Il est peu probable que les stratèges du SEIU acceptent une augmentation sans un syndicat pour les salariés des fast-food. Le syndicat a dépensé des millions de dollars pour organiser et soutenir le « Fight for 15 ». La bureaucratie syndicale n’aurait pas agi ainsi si elle ne s’attendait pas à une éventuelle rentrée de nouveaux membres et de nouvelles cotisations.

Les mots doux de Cuomo pour le SEIU pendant son annonce mercredi dernier, le discours de Hillary Clinton devant la convention du FightFor15 à Détroit montrent par ailleurs que le syndicat fera tout pour travailler au service du Parti démocrate en vue des prochaines élections. Pourtant, conquérir des droits syndicaux pour des millions de travailleurs constituerait une véritable victoire.
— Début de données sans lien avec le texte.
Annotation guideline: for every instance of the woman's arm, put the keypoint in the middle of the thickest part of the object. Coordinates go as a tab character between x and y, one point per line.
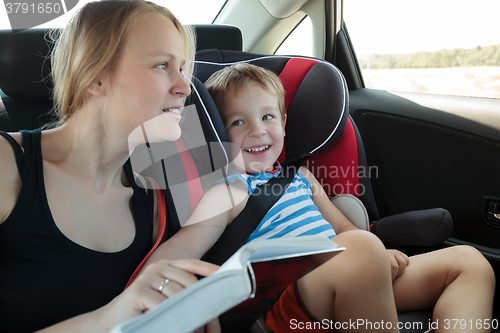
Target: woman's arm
142	295
216	209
Le salaire minimum à $15 est devenu la revendication qui peut unifier les travailleurs à bas salaires à travers le pays et ces récentes victoires peuvent encourager de plus en plus de travailleurs à lutter.

Reste à savoir si les travailleurs de la restauration rapide gagneront non seulement de meilleurs salaires, mais aussi un syndicat ; et si cette victoire pourrait redynamiser le mouvement ouvrier aux Etats-Unis, ou si une fois le droit de se syndiquer obtenu, la direction du SEIU essaiera d’enrégimenter ses encartés sur son modèle verticaliste d’organisation. Il existe cependant la possibilité que les secteurs les plus exploités de l’économie états-unienne, encouragés par cette victoire, décident de revendiquer plus encore, et décident d’aller plus loin.